Wheat holds important support price
The week started with more waves of fund liquidation, much like we ended last week. The new regulations that will require swaps trades to be counted as part of total futures positions and subject to position limits have prompted funds to liquidate positions, even though the actual rules implementation was given more time.
Chicago wheat slightly broke the range lows while KC and Minn held. Once the blood-letting was over, prices picked up quickly with wheat actually leading the way higher. Demand perked up once it looked like the selling pressure had subsided with several countries issuing tenders – some for quick delivery.
World export activity has definitely surged the last week or so, and the US is capturing a respectable piece of the business. Sales the previous week at 410 TMT were the highest in a month and above even the trade estimates. But the biggest sales news was China’s purchase of Canadian hi-pro spring wheat; quantity was unknown for sure but estimates ranged from 300 TMT up to 1.0 MMT.
There was a sale of 233 TMT of US wheat sold to unknown, which helped push wheat prices higher early on Friday; unfortunately, those gains slowly faded throughout the day.
Ukraine’s announcement early Friday that they were banning exports as of Nov. 15 also helped support wheat early, even though it wasn’t much of a surprise. The bigger question still remains if Russian exporters can fulfill their commitments as those contracts come due through late November.

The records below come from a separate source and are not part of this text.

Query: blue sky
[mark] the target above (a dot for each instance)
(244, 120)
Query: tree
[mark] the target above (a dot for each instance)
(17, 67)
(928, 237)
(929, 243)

Wheat was also supported by the ongoing weather issues in the Southern Hemisphere. We’ve watched Australia’s crop deteriorate through much of the growing season, and now as it matures yields are pretty much set. It’s been a disappointing year for many Australian producers, with total production estimates in the ballpark of 20 MMT, a 30% drop from last year’s whopper of 29 MMT.
Argentina could also be barreling toward troubles as well with just the opposite problem of Australia. Persistent rains throughout the growing season have led to disease issues and their government is acknowledging that yield declines are likely if the rains continue. With harvest just around the corner, more rain is the last thing they need.
Adding to the mid-week rally was the Argentine’s government issuing new requirements from their exporters to ensure taxes get paid and the request for several years of documents. All exports out of Argentina have effectively been shut down while those doc’s are rounded up and any back taxes get paid. Needles to say, exporters aren’t happy and are resisting the new requirements.